Moreno Conde, M. (2008), Regards sur la religion laconienne : les Hyacinthia à la lumière des textes et de l'archéologie. Madrid.
Jeffery, L.H. (1990), The Local Scripts of Archaic Greece. A Study of the Origin of the Greek Alphabet and Its Development from the Eighth to the Fifth Centuries B.C. rev. edn. Oxford.
Nafissi, M. (2013), ‘La stele di Damonon (IG V 1, 213 = Moretti, IAG 16), gli Hekatombaia (Strabo 8,4,11) e il sistema festivo della Laconia d’epoca classica’, in: F. Berlinzani (ed.), La cultura a Sparta in eta classica, ARISTONOTHOS. Scritti per il Mediterraneo antico, Atti del seminario di Studi Università Statale di Milano, (5-6 maggio 2010). Vol. 8: 105-174.
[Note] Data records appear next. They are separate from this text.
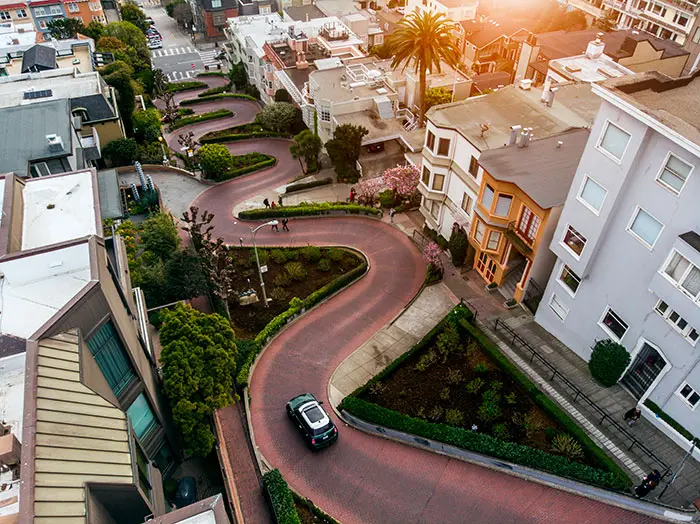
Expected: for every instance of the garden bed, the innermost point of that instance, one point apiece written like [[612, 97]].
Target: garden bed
[[290, 273], [455, 386]]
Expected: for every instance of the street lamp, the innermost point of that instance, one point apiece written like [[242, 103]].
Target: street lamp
[[257, 260]]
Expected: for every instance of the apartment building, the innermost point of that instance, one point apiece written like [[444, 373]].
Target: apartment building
[[628, 246], [86, 435], [458, 133], [669, 20]]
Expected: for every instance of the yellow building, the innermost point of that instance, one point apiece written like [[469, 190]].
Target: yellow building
[[523, 189]]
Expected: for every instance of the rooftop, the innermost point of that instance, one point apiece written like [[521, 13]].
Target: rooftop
[[543, 170], [574, 106], [673, 102]]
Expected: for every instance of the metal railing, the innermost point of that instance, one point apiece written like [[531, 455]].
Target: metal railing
[[580, 395]]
Parker, R. (1989), ‘Spartan Religion’, in: A. Powell (ed.), Classical Sparta: Techniques behind her Success. London: 142-72.
Van Effenterre, H. and Ruzé, F. (1994), Nomima. Recueil d’inscriptions politiques et juridiques de l’archaïsme grec. 2 vols. Rome.
Waterhouse, H. and Hope Simpson, R. (1961), ‘Prehistoric Laconia: Part II’, ABSA 51: 114-75.


i. Private association Possible
Note The uncertain reading of the inscription does not allow any unity of the scholars on its interpretation. It is thus difficult to decide, whether the Hyakinthioi are a private association. It is moreover difficult to decide, whether the text should be read as Ὑακίνθιοι, Hyakinthioi or as hυακινθιο̅ι, hyakinthioi; this reading would impose a totally different interpretation, see and XII.i: Comments, above.